Constitutional Court agreed with IuRe privacy protection activists and a group of 51 MPs headed by Marek Benda who in March 2010 submitted a proposal elaborated by IuRe calling for repeal of relevant sections of the Electronic Communications Act and implementing legislation imposing obligation on mobile operators and internet providers to retain data on communication for police use. “I do welcome this decision of the Constitutional Court to accept the proposal of Civic Democratic Party (ODS) MPs to repeal such obligation imposed on operators. This is another confirmation proving the merits of our ongoing efforts to protect personal integrity. Not even the European anti-terrorism campaign can lead to unrivalled privacy infringement,” urged MP Marek Benda, MP. Apart from Civic Democrats (ODS), the complaint filed with the Constitutional Court also enjoyed support of Green Party (Strana zelených) MPs.
The Court declared the respective section of the Electronic Communications Act and its implementing legislation unconstitutional and repealed it as of today. According to the Court statement, ambiguous definition of data retention rules results in a situation where such “measures as to request and use retained data are being overused by authorities engaged in criminal proceedings for purposes related to investigation of common, i.e. less serious crimes”.

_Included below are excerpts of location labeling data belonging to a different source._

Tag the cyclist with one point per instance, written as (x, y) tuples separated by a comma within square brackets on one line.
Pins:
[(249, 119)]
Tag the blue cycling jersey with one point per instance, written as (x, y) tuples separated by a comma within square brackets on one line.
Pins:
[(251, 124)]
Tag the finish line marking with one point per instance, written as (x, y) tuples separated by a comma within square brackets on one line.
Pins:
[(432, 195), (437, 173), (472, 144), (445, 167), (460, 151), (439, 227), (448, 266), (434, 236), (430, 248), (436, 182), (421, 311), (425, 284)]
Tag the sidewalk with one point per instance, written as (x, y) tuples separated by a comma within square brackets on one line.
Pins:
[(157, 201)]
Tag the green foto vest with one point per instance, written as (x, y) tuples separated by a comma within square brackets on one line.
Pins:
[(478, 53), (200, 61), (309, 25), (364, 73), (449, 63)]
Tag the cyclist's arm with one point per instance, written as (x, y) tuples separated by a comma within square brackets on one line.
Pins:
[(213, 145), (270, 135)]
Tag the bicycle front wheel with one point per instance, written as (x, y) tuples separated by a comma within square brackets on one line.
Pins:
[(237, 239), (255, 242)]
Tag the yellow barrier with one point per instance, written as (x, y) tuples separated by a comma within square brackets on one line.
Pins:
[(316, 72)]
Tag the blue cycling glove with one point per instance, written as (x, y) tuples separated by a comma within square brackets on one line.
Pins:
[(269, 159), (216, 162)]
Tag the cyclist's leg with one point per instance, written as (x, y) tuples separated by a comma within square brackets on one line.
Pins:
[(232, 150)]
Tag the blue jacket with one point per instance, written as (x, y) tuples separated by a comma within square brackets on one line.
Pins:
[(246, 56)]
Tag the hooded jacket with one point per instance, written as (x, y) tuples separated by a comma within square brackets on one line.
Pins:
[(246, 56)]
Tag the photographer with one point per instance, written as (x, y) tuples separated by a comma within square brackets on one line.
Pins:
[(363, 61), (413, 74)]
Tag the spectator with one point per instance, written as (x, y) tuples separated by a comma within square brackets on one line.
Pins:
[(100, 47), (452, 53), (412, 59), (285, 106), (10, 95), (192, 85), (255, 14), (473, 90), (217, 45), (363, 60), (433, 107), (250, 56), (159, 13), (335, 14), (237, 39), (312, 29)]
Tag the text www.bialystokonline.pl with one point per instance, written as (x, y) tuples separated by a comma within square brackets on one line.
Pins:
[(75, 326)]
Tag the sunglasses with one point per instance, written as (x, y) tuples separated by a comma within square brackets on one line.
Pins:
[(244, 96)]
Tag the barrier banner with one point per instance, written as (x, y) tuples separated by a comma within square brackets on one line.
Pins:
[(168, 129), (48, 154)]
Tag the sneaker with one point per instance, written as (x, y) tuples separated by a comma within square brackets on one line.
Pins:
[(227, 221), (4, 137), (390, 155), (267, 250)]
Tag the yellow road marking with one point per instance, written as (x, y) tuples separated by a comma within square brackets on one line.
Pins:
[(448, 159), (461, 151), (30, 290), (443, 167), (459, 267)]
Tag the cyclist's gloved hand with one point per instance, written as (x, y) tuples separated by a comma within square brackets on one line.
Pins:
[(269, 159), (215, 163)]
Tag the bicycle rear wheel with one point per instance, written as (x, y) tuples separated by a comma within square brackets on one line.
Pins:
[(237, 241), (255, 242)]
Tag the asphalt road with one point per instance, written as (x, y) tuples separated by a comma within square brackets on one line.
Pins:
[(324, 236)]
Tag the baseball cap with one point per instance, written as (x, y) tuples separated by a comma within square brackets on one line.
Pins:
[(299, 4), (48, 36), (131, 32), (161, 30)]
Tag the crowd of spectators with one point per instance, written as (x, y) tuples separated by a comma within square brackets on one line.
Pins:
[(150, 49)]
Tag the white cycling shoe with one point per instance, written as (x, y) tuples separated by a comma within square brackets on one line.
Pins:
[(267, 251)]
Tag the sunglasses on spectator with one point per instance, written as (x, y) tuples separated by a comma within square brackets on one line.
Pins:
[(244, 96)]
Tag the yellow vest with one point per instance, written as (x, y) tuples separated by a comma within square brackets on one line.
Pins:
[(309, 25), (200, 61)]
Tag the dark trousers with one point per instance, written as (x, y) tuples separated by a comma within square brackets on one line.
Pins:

“The Constitutional Court also regards e.g. certain provisions of the Criminal Act concerning the use of such data by authorities engaged in criminal proceeding as highly questionable and it called on MPs to consider its modification,” adds IuRe expert Petr Ku?era.

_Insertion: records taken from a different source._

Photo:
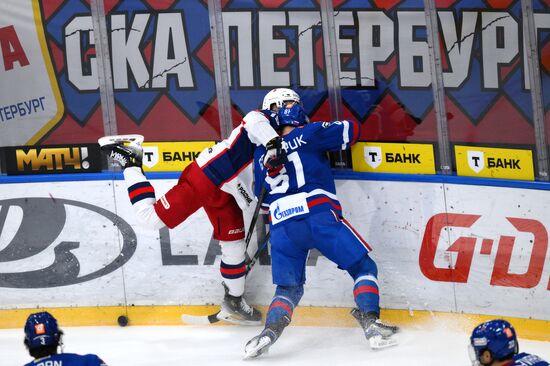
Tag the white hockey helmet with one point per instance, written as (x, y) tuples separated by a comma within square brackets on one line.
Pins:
[(278, 97)]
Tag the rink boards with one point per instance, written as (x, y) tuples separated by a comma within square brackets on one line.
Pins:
[(442, 250)]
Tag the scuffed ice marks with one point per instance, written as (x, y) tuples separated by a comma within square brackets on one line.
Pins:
[(32, 228)]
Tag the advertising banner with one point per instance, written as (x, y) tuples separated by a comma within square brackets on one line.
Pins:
[(487, 162), (437, 247), (164, 82), (171, 156), (30, 100), (52, 159)]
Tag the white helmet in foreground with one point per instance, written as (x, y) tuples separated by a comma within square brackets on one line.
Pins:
[(278, 97)]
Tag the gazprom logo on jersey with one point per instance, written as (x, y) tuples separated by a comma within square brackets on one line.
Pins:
[(393, 158), (287, 207), (171, 156), (494, 162)]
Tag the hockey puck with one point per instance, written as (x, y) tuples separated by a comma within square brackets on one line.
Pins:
[(122, 320)]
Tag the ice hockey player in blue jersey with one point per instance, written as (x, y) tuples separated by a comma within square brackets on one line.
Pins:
[(494, 343), (43, 338), (304, 214)]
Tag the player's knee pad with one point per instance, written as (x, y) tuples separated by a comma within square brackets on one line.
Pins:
[(292, 293), (285, 300), (233, 252), (365, 266)]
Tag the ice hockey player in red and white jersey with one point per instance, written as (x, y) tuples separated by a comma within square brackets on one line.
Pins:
[(220, 181)]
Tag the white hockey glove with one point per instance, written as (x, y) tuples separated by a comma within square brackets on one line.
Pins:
[(126, 150)]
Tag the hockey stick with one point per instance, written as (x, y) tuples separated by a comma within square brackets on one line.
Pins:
[(213, 318), (249, 262)]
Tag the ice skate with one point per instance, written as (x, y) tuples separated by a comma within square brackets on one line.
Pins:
[(378, 333), (234, 309), (261, 343), (126, 150)]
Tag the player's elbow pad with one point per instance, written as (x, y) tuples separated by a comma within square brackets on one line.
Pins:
[(146, 214), (258, 128)]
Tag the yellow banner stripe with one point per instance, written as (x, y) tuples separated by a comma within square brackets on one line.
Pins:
[(303, 316)]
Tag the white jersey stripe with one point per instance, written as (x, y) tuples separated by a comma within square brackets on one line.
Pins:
[(345, 136), (322, 191), (367, 278)]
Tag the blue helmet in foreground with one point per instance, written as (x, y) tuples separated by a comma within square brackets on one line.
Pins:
[(294, 116), (497, 336), (41, 330)]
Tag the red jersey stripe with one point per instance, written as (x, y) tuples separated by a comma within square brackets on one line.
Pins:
[(139, 191), (363, 289)]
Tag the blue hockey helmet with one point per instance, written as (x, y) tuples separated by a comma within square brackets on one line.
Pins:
[(498, 336), (41, 330), (294, 116)]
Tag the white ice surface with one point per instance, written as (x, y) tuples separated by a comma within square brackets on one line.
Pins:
[(223, 345)]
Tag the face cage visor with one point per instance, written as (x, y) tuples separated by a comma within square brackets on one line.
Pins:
[(474, 357)]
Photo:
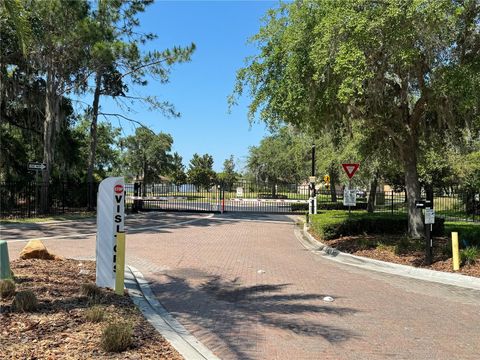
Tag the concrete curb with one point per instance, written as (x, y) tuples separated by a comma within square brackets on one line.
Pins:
[(312, 244), (180, 338)]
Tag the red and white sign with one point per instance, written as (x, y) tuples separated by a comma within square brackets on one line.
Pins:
[(350, 169)]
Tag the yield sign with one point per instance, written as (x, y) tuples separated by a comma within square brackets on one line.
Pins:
[(350, 169)]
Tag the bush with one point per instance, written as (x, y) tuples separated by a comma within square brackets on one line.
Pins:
[(7, 289), (468, 232), (95, 314), (334, 224), (117, 337), (469, 255), (91, 291), (25, 301)]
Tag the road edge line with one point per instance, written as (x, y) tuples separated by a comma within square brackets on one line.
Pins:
[(180, 338)]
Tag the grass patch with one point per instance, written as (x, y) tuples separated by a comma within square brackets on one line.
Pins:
[(7, 289), (117, 337), (469, 255), (333, 224), (95, 314), (92, 292), (79, 216), (468, 232), (25, 301)]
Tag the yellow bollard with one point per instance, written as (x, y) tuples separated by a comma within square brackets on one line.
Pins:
[(120, 266), (455, 254)]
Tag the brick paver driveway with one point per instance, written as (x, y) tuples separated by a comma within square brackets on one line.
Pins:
[(247, 289)]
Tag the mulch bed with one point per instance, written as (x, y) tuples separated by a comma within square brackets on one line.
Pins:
[(58, 329), (383, 247)]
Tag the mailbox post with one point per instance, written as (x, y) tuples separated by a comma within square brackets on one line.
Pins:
[(429, 220)]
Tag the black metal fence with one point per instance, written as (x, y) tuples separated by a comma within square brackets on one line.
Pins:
[(32, 200), (459, 206), (234, 197)]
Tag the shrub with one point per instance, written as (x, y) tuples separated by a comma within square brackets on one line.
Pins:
[(91, 291), (117, 337), (25, 301), (95, 314), (469, 255), (7, 289)]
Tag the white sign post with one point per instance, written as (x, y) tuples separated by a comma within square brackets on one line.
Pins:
[(239, 192), (110, 220)]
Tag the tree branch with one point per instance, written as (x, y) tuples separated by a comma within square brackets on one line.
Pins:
[(126, 118)]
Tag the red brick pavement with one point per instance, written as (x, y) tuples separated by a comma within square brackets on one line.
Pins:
[(249, 290)]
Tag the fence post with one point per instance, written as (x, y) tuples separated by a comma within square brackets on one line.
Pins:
[(392, 200)]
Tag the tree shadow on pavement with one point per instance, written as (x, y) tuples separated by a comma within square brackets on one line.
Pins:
[(232, 312)]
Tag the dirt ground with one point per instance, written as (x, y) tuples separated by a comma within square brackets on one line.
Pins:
[(58, 329)]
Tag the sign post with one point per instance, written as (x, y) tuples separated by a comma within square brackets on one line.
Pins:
[(37, 167), (350, 195), (110, 222)]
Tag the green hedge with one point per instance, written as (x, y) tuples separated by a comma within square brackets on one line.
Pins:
[(468, 233), (333, 224)]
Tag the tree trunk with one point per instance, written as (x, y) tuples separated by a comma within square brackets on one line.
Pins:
[(52, 104), (372, 194), (412, 186), (333, 182), (93, 141)]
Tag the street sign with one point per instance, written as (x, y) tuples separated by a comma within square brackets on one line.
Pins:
[(350, 169), (239, 192), (110, 222), (349, 197), (429, 216), (37, 166)]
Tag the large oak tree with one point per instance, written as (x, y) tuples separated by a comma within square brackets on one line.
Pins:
[(404, 68)]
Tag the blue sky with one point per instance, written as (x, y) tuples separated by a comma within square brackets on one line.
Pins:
[(199, 89)]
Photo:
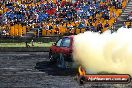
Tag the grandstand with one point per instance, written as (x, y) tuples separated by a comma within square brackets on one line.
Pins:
[(53, 17)]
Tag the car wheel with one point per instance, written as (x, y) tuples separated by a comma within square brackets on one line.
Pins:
[(61, 62)]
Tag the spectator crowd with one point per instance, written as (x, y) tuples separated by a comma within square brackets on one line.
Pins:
[(61, 15)]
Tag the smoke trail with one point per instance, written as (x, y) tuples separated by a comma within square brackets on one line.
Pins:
[(104, 52)]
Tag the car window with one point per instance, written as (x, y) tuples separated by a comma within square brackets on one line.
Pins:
[(66, 42), (59, 42)]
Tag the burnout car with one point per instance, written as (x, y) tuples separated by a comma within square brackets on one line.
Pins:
[(61, 52)]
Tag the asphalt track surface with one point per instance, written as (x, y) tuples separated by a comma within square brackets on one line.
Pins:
[(33, 70)]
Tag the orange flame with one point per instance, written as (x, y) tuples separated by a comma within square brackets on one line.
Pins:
[(81, 70)]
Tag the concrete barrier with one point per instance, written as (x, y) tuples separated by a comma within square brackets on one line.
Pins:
[(24, 49)]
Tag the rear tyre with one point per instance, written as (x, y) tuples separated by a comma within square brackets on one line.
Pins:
[(61, 62)]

According to the Court, it will be necessary to consider each individual case in which data have already been requested in order to be used in criminal proceedings one by one – with respect to the principle of proportionality regarding privacy rights infringement. “This decision also implies that electronic communication providers are no longer obliged by any law to retain such data for the use of entitled authorities – as was previously the case according to the repealed provisions; the respective databases should be deleted,” explains IuRe legal expert Jan Vobo?il. “This Constitutional Court decision is of great importance not only with respect to the Czech Republic but to the European Union as a whole, since there is currently an evaluation process under way assessing the impact and constitutionality of the Data Retention Directive,” comments Vobo?il.